区分stable diffusion中的通道数与张量维度

区分stable diffusion中的通道数与张量形状

  • 1.通道数:
    • [1.1 channel = 3](#1.1 channel = 3)
    • [1.2 channel = 4](#1.2 channel = 4)
  • 2.张量形状
    • [2.1 3D 张量](#2.1 3D 张量)
    • [2.2 4D 张量](#2.2 4D 张量)
      • [2.2.1 通常](#2.2.1 通常)
      • [2.2.2 stable diffusion](#2.2.2 stable diffusion)
  • 3.应用
    • [3.1 问题](#3.1 问题)
    • [3.2 举例](#3.2 举例)

前言:通道数与张量形状都在数值3和4之间变换,容易混淆。

1.通道数:

1.1 channel = 3

RGB 图像具有 3 个通道(红色、绿色和蓝色)。

1.2 channel = 4

Stable Diffusion has 4 latent channels。
如何理解卷积神经网络中的通道(channel)

2.张量形状

2.1 3D 张量

形状为 (C, H, W),其中 C 是通道数,H 是高度,W 是宽度。这适用于单个图像。

2.2 4D 张量

2.2.1 通常

形状为 (B, C, H, W),其中 B 是批次大小,C 是通道数,H 是高度,W 是宽度。这适用于多个图像(例如,批量处理)。

2.2.2 stable diffusion

在img2img中,将image用vae编码并按照timestep加噪:

python 复制代码
		# This code copyed from diffusers.pipline_controlnet_img2img.py
        # 6. Prepare latent variables
        latents = self.prepare_latents(
            image,
            latent_timestep,
            batch_size,
            num_images_per_prompt,
            prompt_embeds.dtype,
            device,
            generator,
        )

image的dim(维度)是3,而latents的dim为4。

让我们先看text2img的prepare_latents函数:

python 复制代码
    # Copied from diffusers.pipelines.stable_diffusion.pipeline_stable_diffusion.StableDiffusionPipeline.prepare_latents
    def prepare_latents(self, batch_size, num_channels_latents, height, width, dtype, device, generator, latents=None):
        shape = (batch_size, num_channels_latents, height // self.vae_scale_factor, width // self.vae_scale_factor)
        if isinstance(generator, list) and len(generator) != batch_size:
            raise ValueError(
                f"You have passed a list of generators of length {len(generator)}, but requested an effective batch"
                f" size of {batch_size}. Make sure the batch size matches the length of the generators."
            )

        if latents is None:
            latents = randn_tensor(shape, generator=generator, device=device, dtype=dtype)
        else:
            latents = latents.to(device)

        # scale the initial noise by the standard deviation required by the scheduler
        latents = latents * self.scheduler.init_noise_sigma
        return latents

显然,shape已经规定了latents的dim(4)和排列顺序。

在img2img中:

python 复制代码
    # Copied from diffusers.pipelines.stable_diffusion.pipeline_stable_diffusion_img2img.StableDiffusionImg2ImgPipeline.prepare_latents
    def prepare_latents(self, image, timestep, batch_size, num_images_per_prompt, dtype, device, generator=None):
        if not isinstance(image, (torch.Tensor, PIL.Image.Image, list)):
            raise ValueError(
                f"`image` has to be of type `torch.Tensor`, `PIL.Image.Image` or list but is {type(image)}"
            )

        image = image.to(device=device, dtype=dtype)

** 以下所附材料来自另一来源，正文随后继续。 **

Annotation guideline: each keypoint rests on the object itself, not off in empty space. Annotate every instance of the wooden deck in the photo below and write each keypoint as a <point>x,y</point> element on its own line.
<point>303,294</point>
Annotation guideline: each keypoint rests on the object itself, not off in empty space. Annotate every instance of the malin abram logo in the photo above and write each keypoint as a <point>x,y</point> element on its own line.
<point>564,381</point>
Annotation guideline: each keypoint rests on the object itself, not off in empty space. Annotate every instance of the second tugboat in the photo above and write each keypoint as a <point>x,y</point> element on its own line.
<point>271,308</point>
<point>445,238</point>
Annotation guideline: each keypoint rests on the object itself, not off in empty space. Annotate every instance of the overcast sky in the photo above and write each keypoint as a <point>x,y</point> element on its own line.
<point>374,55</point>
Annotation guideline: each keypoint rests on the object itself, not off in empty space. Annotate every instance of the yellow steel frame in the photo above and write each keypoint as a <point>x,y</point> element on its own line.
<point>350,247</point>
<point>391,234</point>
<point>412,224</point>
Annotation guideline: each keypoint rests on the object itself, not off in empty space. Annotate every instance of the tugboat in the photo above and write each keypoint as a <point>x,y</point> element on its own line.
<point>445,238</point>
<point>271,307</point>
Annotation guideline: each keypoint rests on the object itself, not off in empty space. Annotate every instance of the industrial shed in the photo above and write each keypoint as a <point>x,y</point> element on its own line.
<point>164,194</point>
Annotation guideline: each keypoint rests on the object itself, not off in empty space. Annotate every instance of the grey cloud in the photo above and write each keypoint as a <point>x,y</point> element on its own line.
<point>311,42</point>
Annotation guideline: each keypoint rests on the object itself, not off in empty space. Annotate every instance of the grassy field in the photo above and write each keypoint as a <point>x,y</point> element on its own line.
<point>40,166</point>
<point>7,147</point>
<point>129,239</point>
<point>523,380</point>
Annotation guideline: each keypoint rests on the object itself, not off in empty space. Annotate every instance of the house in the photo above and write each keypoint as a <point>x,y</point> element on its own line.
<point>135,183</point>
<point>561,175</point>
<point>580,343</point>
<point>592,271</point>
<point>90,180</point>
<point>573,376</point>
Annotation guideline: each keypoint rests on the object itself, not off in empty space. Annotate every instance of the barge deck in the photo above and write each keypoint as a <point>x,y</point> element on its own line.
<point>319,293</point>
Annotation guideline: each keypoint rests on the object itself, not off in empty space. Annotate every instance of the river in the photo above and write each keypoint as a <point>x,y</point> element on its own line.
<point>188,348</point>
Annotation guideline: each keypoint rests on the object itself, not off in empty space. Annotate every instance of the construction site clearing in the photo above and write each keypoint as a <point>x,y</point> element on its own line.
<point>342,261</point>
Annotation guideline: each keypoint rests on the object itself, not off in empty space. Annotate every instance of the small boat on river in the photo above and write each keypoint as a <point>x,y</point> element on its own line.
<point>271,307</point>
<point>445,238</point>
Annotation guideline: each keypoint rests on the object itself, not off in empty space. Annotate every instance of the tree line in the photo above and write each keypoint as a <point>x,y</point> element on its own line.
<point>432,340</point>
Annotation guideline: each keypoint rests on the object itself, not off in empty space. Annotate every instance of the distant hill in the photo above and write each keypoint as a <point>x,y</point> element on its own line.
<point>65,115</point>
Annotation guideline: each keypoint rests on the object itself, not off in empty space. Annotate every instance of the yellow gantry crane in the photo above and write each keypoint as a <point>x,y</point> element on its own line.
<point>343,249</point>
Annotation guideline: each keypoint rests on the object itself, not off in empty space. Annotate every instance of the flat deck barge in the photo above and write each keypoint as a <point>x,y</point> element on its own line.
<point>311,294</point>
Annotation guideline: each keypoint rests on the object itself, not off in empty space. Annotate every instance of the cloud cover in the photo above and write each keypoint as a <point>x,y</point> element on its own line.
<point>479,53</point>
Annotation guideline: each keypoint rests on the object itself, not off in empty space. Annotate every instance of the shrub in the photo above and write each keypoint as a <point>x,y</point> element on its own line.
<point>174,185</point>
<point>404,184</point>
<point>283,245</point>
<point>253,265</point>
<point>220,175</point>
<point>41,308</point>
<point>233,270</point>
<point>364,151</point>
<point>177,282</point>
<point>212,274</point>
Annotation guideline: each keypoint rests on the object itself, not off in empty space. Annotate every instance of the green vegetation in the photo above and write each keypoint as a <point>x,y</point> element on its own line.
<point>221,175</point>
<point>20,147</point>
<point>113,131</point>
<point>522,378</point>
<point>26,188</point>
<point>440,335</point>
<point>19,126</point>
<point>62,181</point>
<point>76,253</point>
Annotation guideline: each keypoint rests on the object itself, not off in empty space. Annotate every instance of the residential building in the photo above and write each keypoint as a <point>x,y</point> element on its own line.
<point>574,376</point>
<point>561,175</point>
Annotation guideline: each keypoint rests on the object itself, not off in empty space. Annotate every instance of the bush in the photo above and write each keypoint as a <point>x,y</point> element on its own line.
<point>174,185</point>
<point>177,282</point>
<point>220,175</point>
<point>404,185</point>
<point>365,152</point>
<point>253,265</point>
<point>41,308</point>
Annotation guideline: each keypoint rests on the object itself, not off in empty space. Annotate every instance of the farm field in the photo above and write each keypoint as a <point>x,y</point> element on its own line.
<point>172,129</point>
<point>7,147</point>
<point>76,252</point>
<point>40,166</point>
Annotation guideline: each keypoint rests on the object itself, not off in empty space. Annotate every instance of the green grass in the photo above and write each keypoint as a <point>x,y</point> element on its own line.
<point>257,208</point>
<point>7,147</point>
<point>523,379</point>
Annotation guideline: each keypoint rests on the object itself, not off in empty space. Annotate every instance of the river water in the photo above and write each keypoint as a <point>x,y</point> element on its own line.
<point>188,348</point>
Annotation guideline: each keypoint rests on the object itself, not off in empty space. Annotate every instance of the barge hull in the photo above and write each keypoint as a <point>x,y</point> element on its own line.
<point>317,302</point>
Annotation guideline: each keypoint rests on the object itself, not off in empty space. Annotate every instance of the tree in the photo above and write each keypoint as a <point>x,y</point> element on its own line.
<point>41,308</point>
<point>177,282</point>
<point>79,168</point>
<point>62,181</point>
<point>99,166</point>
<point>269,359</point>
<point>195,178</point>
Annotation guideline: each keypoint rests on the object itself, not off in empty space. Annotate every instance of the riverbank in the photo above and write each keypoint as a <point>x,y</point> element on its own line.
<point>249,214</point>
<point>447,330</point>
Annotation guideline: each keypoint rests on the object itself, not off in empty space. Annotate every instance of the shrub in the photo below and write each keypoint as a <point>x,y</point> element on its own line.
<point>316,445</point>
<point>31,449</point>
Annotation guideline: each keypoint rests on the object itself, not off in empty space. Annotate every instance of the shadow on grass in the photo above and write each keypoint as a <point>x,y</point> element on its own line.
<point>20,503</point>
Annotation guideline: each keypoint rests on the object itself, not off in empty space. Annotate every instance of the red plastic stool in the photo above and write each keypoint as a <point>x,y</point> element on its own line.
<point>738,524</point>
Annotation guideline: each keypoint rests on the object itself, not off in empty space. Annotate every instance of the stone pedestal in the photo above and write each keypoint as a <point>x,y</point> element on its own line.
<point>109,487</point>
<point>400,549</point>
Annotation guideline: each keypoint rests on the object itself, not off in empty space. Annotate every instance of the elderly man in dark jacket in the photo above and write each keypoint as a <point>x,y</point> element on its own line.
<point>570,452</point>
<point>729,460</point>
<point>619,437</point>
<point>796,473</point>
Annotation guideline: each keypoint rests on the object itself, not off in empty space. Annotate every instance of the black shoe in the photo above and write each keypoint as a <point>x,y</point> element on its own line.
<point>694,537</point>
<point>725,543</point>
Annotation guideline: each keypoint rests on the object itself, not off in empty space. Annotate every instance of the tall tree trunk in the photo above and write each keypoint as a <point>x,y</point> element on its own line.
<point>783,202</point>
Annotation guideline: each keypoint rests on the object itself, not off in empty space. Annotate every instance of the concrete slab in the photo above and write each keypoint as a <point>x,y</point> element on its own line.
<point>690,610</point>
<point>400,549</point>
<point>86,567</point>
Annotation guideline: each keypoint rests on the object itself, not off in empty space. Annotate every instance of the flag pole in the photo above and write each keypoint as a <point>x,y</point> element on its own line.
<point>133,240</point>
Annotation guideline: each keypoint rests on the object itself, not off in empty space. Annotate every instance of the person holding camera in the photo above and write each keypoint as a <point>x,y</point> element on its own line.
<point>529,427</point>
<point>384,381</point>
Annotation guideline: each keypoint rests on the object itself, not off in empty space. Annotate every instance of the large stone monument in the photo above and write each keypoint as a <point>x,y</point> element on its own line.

        batch_size = batch_size * num_images_per_prompt

        if image.shape[1] == 4:
            init_latents = image

        else:
            if isinstance(generator, list) and len(generator) != batch_size:
                raise ValueError(
                    f"You have passed a list of generators of length {len(generator)}, but requested an effective batch"
                    f" size of {batch_size}. Make sure the batch size matches the length of the generators."
                )

            elif isinstance(generator, list):
                init_latents = [
                    self.vae.encode(image[i : i + 1]).latent_dist.sample(generator[i]) for i in range(batch_size)
                ]
                init_latents = torch.cat(init_latents, dim=0)
            else:
                init_latents = self.vae.encode(image).latent_dist.sample(generator)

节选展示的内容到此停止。